One-Button Loadtesting With EC2

I recently realized a minor ambition.

As I've said before, EA's loadtesting group doesn't meet all my needs: They come in near the end of a project and test the nearly-finished system, which means that it's a big headache all around. Fixing performance issues means rummaging through months — or even years — of code to try and suss out issues they're seeing. Also, the mere act of getting them up and running is usually a big disruption for one or more members of your team.

I had loadtesting scripts running already, but they suffered in a few ways. JMeter is good at what it does, but I want easier programmatic control of the scripts (especially for measuring things it's not so good at, such as the lag time on asynchronous processes under load). Also, I didn't have a loadtesting environment. I was running the scripts on a dev server against that same server. I could have put together an environment of multiple servers, but that would incur expense to the studio for machines that were largely idle.

Then I read an article somewhere about a company that uses EC2 as a dynamic loadtest environment.

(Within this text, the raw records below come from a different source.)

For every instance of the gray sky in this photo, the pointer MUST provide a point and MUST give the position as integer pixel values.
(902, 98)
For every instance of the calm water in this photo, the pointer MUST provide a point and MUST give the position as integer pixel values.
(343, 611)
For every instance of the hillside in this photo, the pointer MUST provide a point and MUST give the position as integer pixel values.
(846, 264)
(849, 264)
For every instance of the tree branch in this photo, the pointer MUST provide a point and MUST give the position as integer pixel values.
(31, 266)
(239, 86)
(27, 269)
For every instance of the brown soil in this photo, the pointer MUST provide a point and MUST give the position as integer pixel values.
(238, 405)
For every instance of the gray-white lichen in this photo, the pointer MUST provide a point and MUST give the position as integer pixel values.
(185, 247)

Yes, I thought, that's what I want.

Off and on over the last few weeks, I put together a Ruby script that can, with a single command, set up a full environment in Amazon's cloud-based servers. That one command instantiates an RDS database, an EC2 server that will act as our application server, and another EC2 server that acts as an instance for running The Grinder, a loadtesting tool that another team in the studio is using and that I liked for its extensibility. That one command also builds a custom version of our war file (to handle all the dynamic addresses you get from EC2/RDS), sets up access permissions between all the servers, and runs checks to make sure the whole environment is ready to go.

A second command fires off the loadtest itself, running the test script through The Grinder and collecting the results back to the local machine.

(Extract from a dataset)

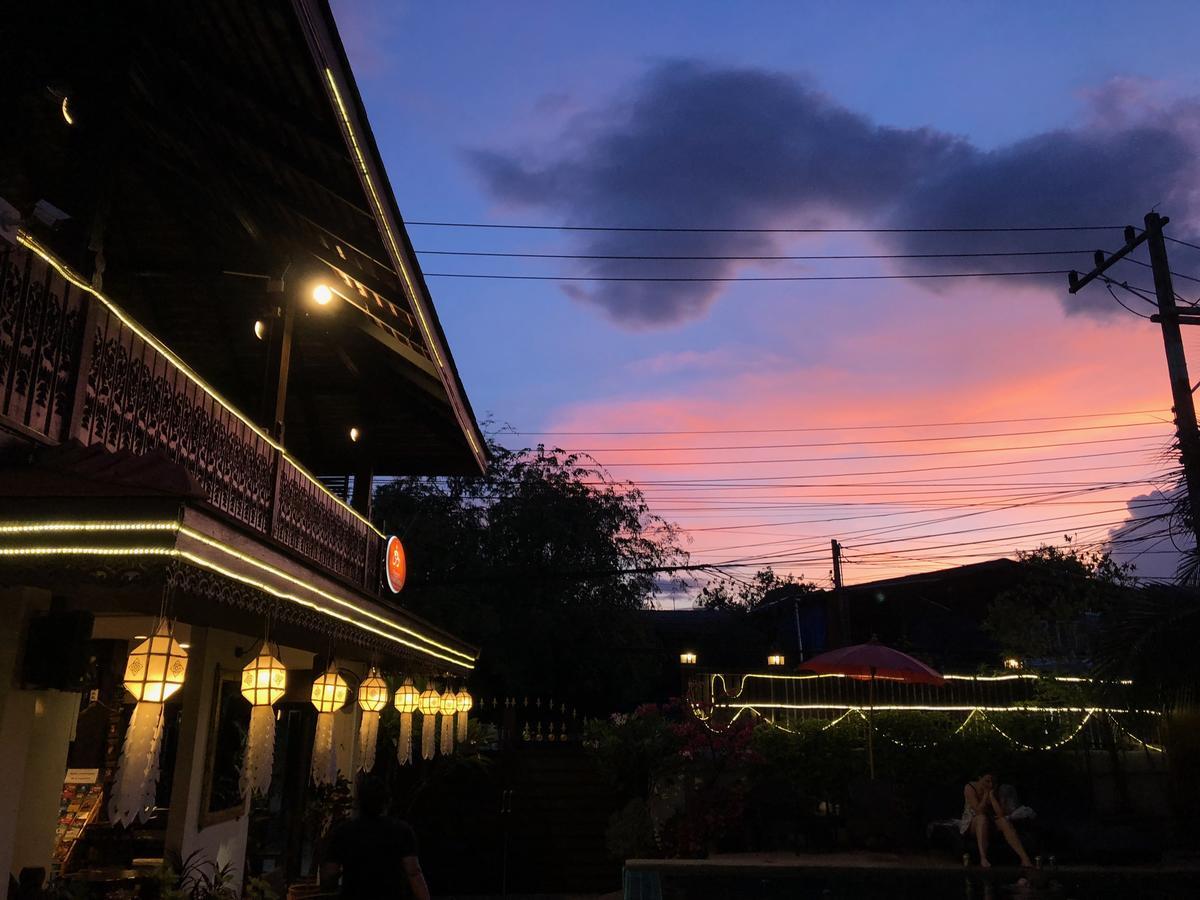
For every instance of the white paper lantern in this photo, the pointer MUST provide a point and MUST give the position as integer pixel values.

Finally, a third command shuts the whole system down. I do have one command that runs all three steps, but at the moment I tend to run each one manually.

Each run takes less than an hour for now, so the cost to the studio is on the order of $.28 per loadtesting run. Not something you'd want to run continually, but certainly something you could run once a day. As we move along in development, we'll probably need to spend more to set up bigger, more realistic environments, but that will also be when the studio has more budget for my project. The environments we need will scale up alongside the money we have.

One of the key pieces that I set up was the concept of a profile. A config file lets you specify which script to run and how many of each item to set up. So, for my first profile, I just set up one each of the different servers. But you could imagine some profile later down the road that sets up 2 of each machine with some sort of autoscaling system. And you could imagine one much further down the road that sets up something approximating our production environment and runs tests against it. All that is mostly supported.

The advantages to this system are huge. First, it makes real loadtesting feasible even early on in our project. But it also empowers developers to do rapid iteration on performance fixes without having to push them live and see if they make a difference. See a problem in the results, figure out a fix, run the script again to test. Repeat and then release when you can prove that your fix makes a difference. Because each script fires up its own environment, I'll be able to distribute performance fix work to my team.

This ad hoc loadtesting tool is already proving its worth, and I've only just started employing it. I can't wait to see how effective it is going forward.